Have any of you had anything like this happen with ARIN or another RIR? I’m especially curious what might have happened if we’d only noticed and reached out a few weeks later instead of within a few minutes.
I periodically see people showing up early in comment threads posted about things they've written or articles where they're the subject. Usually I figure they've got a Google alert or some other whatsit, or they've got something monitoring referers in their web traffic. But this is a case where neither would apply.
This is likely; I can't imagine a regular HN user would appreciate having their subnet publicly available in their comment history.
> The incorrect state persisted for approximately seven days before detection
However you're saying you've reached out "within a few minutes" ?
The "hijacking" happened later, when the IP prefix was announced via BGP by the registrant who it was incorrectly assigned to. Those are two different events.
What's scary is that IPv4 allocations are literally internet infrastructure. Having your /24 suddenly reassigned to someone else could be catastrophic for a business.
The fact that RPKI didn't catch this is interesting. The ROA was deleted along with the allocation, so from RPKI's perspective everything was valid. This is a good reminder that RPKI protects against hijacking but not against the RIR itself making mistakes.
Glad they're automating this.
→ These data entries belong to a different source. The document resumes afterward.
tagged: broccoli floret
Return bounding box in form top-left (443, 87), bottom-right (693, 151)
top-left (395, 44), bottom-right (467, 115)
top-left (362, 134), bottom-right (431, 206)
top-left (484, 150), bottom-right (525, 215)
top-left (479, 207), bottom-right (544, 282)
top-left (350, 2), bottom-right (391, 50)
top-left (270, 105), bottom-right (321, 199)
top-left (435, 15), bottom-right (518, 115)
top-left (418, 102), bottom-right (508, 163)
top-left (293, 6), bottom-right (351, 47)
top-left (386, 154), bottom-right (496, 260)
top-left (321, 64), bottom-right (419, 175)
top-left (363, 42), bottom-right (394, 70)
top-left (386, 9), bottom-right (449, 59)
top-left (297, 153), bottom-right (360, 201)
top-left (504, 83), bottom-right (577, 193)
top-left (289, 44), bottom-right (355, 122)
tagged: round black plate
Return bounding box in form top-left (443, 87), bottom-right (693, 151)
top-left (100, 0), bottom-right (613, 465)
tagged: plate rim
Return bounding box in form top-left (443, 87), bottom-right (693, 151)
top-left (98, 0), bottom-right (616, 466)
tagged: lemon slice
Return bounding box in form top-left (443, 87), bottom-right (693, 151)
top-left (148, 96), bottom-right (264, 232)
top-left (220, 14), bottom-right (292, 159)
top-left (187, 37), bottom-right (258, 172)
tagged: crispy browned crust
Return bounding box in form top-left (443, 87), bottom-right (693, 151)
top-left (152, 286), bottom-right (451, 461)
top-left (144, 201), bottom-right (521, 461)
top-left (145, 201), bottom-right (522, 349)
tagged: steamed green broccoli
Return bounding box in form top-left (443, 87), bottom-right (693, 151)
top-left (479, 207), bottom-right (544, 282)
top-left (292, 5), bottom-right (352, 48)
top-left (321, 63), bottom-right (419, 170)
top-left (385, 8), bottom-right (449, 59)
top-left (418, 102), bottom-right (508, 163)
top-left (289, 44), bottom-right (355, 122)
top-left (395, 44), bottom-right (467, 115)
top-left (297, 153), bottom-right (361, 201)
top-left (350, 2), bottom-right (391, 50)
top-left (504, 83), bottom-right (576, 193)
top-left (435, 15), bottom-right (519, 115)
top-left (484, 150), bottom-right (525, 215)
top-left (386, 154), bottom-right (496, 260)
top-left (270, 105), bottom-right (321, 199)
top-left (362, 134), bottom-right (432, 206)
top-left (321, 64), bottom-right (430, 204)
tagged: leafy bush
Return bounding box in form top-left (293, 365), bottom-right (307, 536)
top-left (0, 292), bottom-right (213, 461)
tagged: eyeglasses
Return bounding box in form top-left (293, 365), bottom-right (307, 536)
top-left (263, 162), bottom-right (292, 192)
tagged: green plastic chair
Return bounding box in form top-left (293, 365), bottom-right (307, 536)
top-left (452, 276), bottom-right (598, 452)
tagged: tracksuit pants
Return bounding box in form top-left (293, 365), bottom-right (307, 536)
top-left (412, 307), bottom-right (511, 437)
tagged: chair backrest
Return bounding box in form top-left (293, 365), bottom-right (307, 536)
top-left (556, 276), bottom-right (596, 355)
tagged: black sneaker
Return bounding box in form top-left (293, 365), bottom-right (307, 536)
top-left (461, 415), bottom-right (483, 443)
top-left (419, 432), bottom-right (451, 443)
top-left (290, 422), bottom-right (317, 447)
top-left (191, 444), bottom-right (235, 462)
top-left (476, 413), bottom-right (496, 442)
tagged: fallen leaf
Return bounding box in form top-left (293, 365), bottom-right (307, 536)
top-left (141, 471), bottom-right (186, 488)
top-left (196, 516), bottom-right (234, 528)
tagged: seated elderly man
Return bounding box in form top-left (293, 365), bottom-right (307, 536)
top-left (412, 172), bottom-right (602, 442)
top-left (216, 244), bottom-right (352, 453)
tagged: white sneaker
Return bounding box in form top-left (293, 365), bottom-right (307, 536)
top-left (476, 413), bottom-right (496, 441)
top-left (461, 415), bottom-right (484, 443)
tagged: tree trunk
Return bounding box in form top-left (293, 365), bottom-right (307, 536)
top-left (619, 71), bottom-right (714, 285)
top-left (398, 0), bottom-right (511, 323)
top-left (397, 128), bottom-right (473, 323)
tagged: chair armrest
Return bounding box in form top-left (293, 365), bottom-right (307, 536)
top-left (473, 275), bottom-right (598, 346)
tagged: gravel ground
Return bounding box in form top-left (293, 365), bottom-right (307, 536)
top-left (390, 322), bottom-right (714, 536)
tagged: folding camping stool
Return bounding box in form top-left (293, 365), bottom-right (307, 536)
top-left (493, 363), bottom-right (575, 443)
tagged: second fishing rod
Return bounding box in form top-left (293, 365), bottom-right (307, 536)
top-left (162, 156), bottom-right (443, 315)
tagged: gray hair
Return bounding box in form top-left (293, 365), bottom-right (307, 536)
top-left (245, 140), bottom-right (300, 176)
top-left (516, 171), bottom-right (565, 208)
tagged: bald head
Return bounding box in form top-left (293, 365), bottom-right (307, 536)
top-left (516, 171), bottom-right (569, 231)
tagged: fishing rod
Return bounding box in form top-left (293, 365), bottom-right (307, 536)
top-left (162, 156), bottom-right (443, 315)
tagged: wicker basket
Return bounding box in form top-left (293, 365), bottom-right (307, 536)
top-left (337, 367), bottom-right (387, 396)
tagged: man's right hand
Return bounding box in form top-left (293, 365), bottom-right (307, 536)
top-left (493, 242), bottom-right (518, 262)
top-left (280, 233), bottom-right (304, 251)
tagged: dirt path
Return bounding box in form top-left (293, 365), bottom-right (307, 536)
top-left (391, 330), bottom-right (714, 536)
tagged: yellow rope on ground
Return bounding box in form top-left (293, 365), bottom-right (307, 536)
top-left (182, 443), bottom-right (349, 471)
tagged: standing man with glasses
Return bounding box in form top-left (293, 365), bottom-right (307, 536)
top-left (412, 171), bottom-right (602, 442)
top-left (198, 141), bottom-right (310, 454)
Anything involving copy-pasting IP ranges in Excel is an accident waiting to happen.
I just completed a fairly major reorganisation of resources with RIPE, and I’ve interacted with them for two decades, and my experience is they remain as steady and consistent as ever.
Sure, you may not like a particular policy at some moment, or may not agree with the charging structure at some point in time when it’s not advantageous to you, but they do at least do what they say and say what they do.